By F.H. FISHER, United Press Staff Correspondent
AT A SOUTHEAST ENGLISH PORT, May 31, 1940 (UP) -- An estimated half of the British Expeditionary Force, with Belgian and French comrades in arms, was reported back in England today, safely out of a "hell on earth."
The survivors have been pouring in for three or four days and today they still were coming between lanes of warships and under big squadrons of bombing and fighter planes.
I watched the troops pouring in this morning and saw trainload after trainload go out. At one time seven ships docked in less than two hours and the troops disembarked and entrained for their bases in England within a half hour.
The men were cheerful.
"Man for man, the Germans are not so good," a soldier said. "They've only got a little bit of France even now. We'll go back and have another crack at them."
Many of the survivors had been on the beach near Dunkirk for three or four days under aerial bombardment and machine gunning by the Germans. Before embarking they had marched seven miles along the sand under continuous shellfire.
One soldier said that the Germans had dropped leaflets saying: "Don't believe that we hurt our prisoners. Come over and see for yourselves."
The leaflets carried a rough map of British positions and said the Germans knew where the British were and that they should surrender, since they were surrounded.

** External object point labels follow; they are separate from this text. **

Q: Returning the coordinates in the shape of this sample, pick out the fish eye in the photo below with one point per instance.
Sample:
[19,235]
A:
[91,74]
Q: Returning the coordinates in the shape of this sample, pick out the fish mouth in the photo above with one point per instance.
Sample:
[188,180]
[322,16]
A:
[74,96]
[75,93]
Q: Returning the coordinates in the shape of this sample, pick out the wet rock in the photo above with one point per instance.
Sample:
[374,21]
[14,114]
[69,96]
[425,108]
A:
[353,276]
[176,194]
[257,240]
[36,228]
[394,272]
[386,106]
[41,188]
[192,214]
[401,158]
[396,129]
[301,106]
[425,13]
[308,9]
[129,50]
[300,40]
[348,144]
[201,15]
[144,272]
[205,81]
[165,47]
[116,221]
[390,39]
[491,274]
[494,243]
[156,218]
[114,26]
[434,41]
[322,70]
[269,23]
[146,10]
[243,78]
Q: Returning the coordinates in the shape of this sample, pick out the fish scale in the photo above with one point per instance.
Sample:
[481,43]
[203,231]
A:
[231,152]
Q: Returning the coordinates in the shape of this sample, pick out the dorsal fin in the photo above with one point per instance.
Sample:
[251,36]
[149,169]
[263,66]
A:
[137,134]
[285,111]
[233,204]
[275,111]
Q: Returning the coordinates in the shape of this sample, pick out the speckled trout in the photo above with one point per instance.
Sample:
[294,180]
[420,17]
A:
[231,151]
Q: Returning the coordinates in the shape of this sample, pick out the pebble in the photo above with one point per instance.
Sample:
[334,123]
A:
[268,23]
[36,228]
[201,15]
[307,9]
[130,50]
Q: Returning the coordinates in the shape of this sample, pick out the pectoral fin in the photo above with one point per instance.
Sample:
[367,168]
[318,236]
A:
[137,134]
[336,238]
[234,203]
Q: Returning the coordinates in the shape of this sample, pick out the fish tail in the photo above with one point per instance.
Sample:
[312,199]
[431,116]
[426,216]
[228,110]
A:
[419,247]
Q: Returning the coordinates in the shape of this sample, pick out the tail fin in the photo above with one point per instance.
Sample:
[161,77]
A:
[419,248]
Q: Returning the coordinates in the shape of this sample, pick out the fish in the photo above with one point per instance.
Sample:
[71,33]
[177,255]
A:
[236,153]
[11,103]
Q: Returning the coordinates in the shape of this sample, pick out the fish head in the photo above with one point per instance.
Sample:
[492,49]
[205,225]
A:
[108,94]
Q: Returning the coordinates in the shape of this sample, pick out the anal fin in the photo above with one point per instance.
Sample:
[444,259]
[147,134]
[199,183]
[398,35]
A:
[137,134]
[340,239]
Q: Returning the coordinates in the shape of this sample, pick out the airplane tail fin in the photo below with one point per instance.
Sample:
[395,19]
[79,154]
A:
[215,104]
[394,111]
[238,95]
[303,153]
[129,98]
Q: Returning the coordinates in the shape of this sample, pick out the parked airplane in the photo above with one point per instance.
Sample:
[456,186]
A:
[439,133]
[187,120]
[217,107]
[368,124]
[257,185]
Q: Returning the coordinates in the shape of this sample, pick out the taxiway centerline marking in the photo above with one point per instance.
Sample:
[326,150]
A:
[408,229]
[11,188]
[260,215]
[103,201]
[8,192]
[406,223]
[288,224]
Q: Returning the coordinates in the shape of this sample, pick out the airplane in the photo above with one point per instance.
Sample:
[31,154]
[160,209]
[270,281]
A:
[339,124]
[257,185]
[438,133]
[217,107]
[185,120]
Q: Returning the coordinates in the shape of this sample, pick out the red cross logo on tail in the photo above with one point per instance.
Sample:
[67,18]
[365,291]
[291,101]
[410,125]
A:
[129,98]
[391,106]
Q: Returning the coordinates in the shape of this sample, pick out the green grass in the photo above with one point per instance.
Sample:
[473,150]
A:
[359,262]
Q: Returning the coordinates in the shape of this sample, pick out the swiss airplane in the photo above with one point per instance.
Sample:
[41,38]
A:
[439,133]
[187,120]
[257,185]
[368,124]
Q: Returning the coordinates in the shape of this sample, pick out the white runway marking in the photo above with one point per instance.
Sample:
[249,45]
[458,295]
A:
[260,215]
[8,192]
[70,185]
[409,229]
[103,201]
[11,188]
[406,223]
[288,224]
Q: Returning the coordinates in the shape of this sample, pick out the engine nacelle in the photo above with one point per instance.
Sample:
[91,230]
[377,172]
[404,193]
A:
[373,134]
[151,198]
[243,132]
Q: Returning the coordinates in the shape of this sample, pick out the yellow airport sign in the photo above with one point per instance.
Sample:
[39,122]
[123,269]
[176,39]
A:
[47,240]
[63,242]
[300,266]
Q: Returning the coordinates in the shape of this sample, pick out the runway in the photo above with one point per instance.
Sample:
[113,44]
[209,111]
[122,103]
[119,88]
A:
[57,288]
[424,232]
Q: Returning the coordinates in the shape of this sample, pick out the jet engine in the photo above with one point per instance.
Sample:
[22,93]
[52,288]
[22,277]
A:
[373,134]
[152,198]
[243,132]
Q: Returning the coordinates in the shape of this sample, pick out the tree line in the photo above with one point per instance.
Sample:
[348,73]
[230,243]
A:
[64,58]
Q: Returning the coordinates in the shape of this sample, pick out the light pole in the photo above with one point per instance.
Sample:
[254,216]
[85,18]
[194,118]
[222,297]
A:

Commanders were enthusiastic in their praise of the conduct of their men under fire. They said that the troops, while waiting on the beaches for their ships, played cards and even football and became so used to German planes that they stopped their games only when it was obvious that the attackers were diving straight for them.
Ships of every sort, even coal barges towed by tugs, brought the troops back.
Many of them were temporarily deaf after days under constant fire. Some of the wounded had walked 30 miles a day to reach the channel coast. And some of these, after being embarked, had volunteered to man the guns of ships which had suffered casualties under German plane fire.
Squadron after squadron of German planes flew over the channel beaches, bombing and machine-gunning. They flew half way across the channel to attack ships bearing the troops to England. According to all reports, they too, paid a price. "I saw so many German planes brought down that I lost count," one man said.